You’re sitting down to dinner when the phone rings. It’s a salesperson from your auto insurance company calling to let you know that, due to your excellent driving record, a new money-saving and easy-to-use plan is yours for the taking. Despite the promise of fewer hassles and more money, your first reaction is not likely to be, “Oh, great! Let me pass on the pasta and sign up pronto.”
We live in a world where salespeople are viewed as time wasters, not problem solvers. “Over the past five years, customers have become less open and receptive and more cautious and reserved,” says Thomas Freese, president of Atlanta-based QBS Research Inc. and the best-selling author of Secrets of Question Based Selling: How the Most Powerful Tool in Business Can Double Your Sales Results.
To fight the flow of consumer defensiveness and open the way for dialogue, Freese offers his approach to transforming the sales process for challenging times.
HOW DOES THE WAY WE TRADITIONALLY SELL NEED TO CHANGE GIVEN THE CURRENT ECONOMY?
“Most salespeople have been using the same methods for 30 years—they sell with an elevator pitch that characterizes their company, product and solution. In short, they follow the SPA method: S for solutions, P for problems and A for alternatives.
The problem is that this way is upside-down from how customers naturally buy.”
IN WHAT WAY?
“What is most important to the customer is not S, the solutions, but P, their problems. For example: At a product marketing demo, when a doctor turns to a pharmaceutical representative and says, ‘Tell me about your product,’ nothing that person can say [from their elevator pitch] is vastly different than what his or her competitors say. You need to have your selling process line up with how people make decisions, which is based on their needs, not your pitch.”
WHAT’S THE BEST WAY FOR PEOPLE TO DO THAT IF NOT THROUGH SPA?
“I teach PAS. The letters and what they stand for are the same, but the order has changed. You begin by talking about what’s most important to the customers. What are their needs, concerns and problems? SPA is highly natural, but PAS is more logical.”
HOW DOES CHANGING THE ORDER ALTER THE OUTCOME?
“The SPA approach answers the typical questions about what your background is and what your company does. As soon as you start talking about their problems, interests and needs—the P—the customers’ curiosity is piqued. As people become more curious, they want to engage.”

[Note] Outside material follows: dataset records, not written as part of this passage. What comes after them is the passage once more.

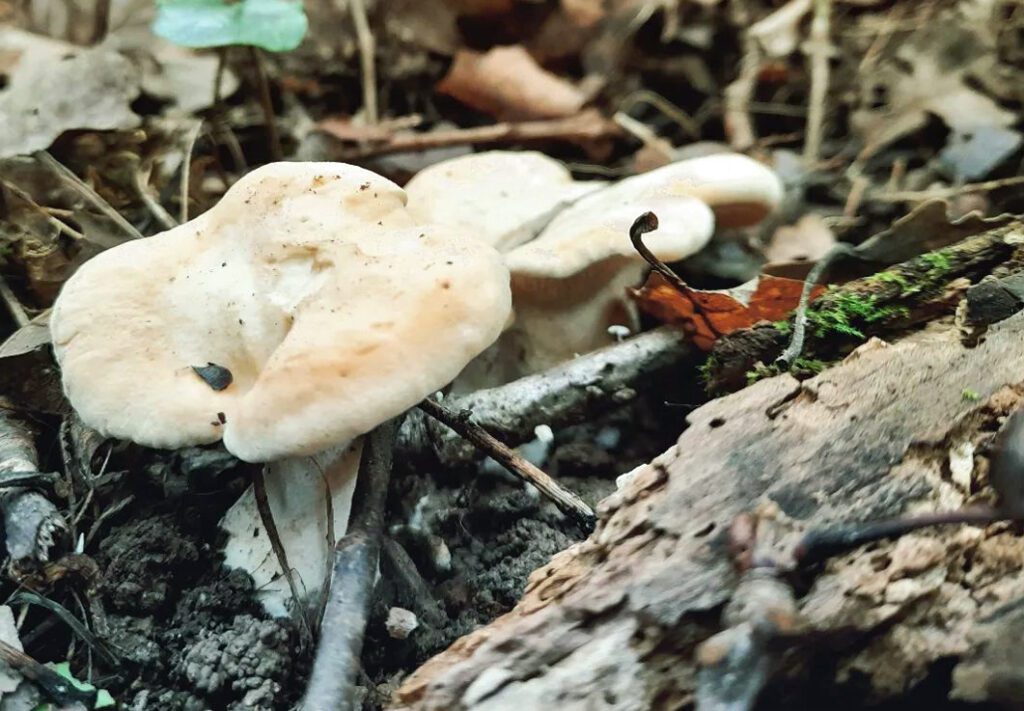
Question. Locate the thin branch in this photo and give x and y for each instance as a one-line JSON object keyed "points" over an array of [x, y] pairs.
{"points": [[186, 170], [585, 126], [88, 194], [824, 543], [566, 501], [12, 303], [569, 393], [55, 686], [264, 99], [815, 276], [355, 556], [155, 208], [817, 48], [368, 49], [647, 222], [266, 516]]}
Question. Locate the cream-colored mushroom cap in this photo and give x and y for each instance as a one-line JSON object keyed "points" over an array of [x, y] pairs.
{"points": [[330, 306], [596, 229], [499, 196], [569, 285]]}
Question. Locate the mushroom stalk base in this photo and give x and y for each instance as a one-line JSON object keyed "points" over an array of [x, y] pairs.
{"points": [[355, 557], [297, 491]]}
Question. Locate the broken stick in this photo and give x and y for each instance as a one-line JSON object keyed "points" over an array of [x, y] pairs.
{"points": [[32, 523], [567, 502], [355, 555]]}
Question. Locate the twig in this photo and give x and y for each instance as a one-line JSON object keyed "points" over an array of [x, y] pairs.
{"points": [[585, 126], [737, 95], [264, 99], [218, 78], [568, 393], [355, 557], [47, 212], [32, 523], [155, 208], [186, 170], [100, 21], [77, 626], [820, 544], [570, 504], [647, 222], [942, 193], [680, 117], [266, 516], [368, 49], [12, 303], [815, 276], [58, 688], [817, 48], [88, 194]]}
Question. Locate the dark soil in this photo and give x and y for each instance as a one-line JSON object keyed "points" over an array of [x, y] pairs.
{"points": [[459, 549]]}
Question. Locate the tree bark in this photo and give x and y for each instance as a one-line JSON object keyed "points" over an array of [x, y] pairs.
{"points": [[614, 622]]}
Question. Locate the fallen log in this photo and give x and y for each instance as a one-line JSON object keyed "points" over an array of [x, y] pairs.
{"points": [[615, 621]]}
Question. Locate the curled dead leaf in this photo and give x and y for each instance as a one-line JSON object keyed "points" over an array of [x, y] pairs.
{"points": [[708, 315]]}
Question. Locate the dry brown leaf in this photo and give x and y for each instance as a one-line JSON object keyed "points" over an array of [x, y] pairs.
{"points": [[808, 240], [709, 315], [931, 75], [89, 88], [508, 83]]}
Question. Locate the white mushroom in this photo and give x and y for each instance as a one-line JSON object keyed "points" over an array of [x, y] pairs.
{"points": [[569, 284], [301, 311], [502, 197]]}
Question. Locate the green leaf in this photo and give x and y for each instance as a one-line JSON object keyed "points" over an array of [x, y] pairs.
{"points": [[103, 699], [276, 26]]}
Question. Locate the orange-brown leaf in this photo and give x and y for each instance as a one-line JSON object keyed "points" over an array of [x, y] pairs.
{"points": [[708, 315]]}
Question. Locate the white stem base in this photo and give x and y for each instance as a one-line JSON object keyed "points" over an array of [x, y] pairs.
{"points": [[297, 491]]}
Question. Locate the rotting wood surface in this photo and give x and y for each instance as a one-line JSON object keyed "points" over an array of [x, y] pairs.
{"points": [[613, 621]]}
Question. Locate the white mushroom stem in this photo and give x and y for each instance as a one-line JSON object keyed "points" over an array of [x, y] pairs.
{"points": [[310, 499], [557, 320]]}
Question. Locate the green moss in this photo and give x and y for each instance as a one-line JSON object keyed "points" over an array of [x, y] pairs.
{"points": [[802, 367], [894, 278], [938, 262], [809, 365], [845, 311], [707, 370], [760, 372]]}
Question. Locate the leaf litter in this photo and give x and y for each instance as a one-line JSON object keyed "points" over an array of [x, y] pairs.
{"points": [[922, 97]]}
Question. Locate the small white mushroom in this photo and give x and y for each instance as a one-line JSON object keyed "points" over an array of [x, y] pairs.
{"points": [[301, 311], [569, 284]]}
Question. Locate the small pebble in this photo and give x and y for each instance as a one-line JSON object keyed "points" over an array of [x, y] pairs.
{"points": [[400, 623]]}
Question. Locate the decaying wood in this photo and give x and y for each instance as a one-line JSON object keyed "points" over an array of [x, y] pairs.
{"points": [[912, 291], [32, 524], [614, 621]]}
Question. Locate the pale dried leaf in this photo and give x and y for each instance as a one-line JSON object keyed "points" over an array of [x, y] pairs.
{"points": [[507, 83], [92, 88]]}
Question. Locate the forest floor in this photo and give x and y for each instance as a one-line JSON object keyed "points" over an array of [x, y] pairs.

AT SOME POINT, HOWEVER, DON’T YOU NEED TO SPECIFICALLY LET THE CUSTOMER KNOW HOW YOU CAN HELP THEM?
“The real skill set is gaining traction so that the customers say, ‘Wait a minute. You might be valuable and able to help me.’ The conversation changes when they start helping you to help them—which is the only way salespeople can succeed in their roles today.”
WHAT CAN A SALESPERSON DO TO GET THE CUSTOMER TO ALLOW HIM OR HER TO HELP?
“One way is to manufacture a mini-invitation. For example, saying, ‘I’m happy to tell you what we do. Can I ask you a couple of specifics about your business?’ When you ask, and customers say yes, it changes the dynamic of the conversation.”
THIS IS ONE OF THE TOOLS IN AN APPROACH YOU CALL QUESTION BASED SELLING. CAN YOU EXPLAIN WHAT THAT MEANS?
“Ironically, Question Based Selling is not about asking questions. It’s easy to teach people to ask questions; the skill set is causing people to want to share with you. If people do not want to share with you, it does not matter what you ask them.”
HOW CAN YOU CAUSE PEOPLE TO WANT TO SHARE WITH YOU?
“Not by trying to uncover their needs, since uncovering customers’ needs is dependent on them sharing with you, but either by them volunteering or you asking a question to uncover it. There is a layer below every issue a customer brings up. One strategy is to show thought leadership, which means bringing up issues, implications and alternatives the customer might not otherwise be focused on. People are going to buy from the person they take advice from, and who they take advice from is someone they trust, and who they trust is someone who is a thought leader.”
WHAT ARE THE BEST WAYS TO SHOW THOUGHT LEADERSHIP?
“Everyone says his or her product or company is great, but claims of greatness are frequently discounted. There is no such thing as a product or service that has only pros, no such thing as all advantage. Be willing to discuss the alternatives. Say to your customers, ‘There are two or three things I would encourage you to consider and avoid.’ Ask them, ‘Would it be valuable for me to pull back the curtain and give you the full scoop?’ Most customers’ response when you ask this is, ‘I wish you would.’”
ANY FINAL THOUGHTS ON WHAT SALES-PEOPLE MOST NEED TO UNDERSTAND ABOUT SELLING IN TODAY’S MARKETPLACE?
Credibility gets earned, not claimed. You earn it by being customer focused. The most important thing to all customers is, ‘Do you understand my world?’ That’s what they assess from the moment the conversation begins.”